Sometimes, you get asked for such as part of a formal tender response.
You should already know what works for you here.
It reminded me of my youthful cubrep days.
For a Prop or two in my early days I was asked out of the blue to add one-pager profiles of all the sales and install team in just this way. Standard docs existed for each person to slot in for just such occasion, but I never liked their format.
You should never blindly follow this path though.
When asked for this info without warning, it should ring alarm bells for you.
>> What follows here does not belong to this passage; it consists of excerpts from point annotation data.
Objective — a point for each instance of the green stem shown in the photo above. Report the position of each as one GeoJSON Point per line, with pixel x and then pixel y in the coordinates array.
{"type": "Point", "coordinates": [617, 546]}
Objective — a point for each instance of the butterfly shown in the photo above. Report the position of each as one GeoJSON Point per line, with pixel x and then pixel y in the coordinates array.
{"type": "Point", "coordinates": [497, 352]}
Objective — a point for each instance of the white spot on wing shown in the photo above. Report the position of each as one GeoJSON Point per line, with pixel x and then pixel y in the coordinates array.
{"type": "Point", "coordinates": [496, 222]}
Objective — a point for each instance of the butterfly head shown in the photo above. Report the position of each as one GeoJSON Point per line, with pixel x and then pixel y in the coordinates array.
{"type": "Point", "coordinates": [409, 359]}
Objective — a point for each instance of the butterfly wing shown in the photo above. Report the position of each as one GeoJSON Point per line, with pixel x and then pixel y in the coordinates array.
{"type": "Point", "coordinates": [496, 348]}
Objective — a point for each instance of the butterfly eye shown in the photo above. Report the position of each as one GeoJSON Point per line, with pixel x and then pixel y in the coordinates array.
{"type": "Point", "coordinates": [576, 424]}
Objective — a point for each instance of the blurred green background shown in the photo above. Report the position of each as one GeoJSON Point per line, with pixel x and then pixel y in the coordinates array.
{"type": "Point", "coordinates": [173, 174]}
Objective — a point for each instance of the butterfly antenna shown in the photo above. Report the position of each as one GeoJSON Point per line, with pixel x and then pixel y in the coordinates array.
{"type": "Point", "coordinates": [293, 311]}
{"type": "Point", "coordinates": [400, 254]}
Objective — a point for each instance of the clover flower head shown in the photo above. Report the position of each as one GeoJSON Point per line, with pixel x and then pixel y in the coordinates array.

In the worst case, I found that someone, somewhere is not happy with something. Even in the best case – perhaps where it’s part of an official ITT (invitation to tender) procedure – it reveals there’s a potential hazardous factor at play you need to fully understand which you currently do not.
In this recent scenario, I recommended to the writer a reply that chirpily became;
“you’re kidding, who’s not comfortable with me?!”
A flurry of messages later, it was clear that the requester was pretty much following a business-case-for-dummies style template, was possibly shielding important, relevant buying detail, and couldn’t be bothered to do the graft themselves. All telling findings in the context of the bid.
Salespeople will strain to suggest their resource is a tight, close match to the desired expert of a prospect’s dream colleague.
So are you certain of what track record and traits such a wondrous person would exhibit?
Alerting your prospect formally to the outstanding calibre of your people they’d be working with is a winning idea. Yet top-trump-card, boilerplated LinkedIn-aping CVs are a lazy, misleading, redundant buying device anyway.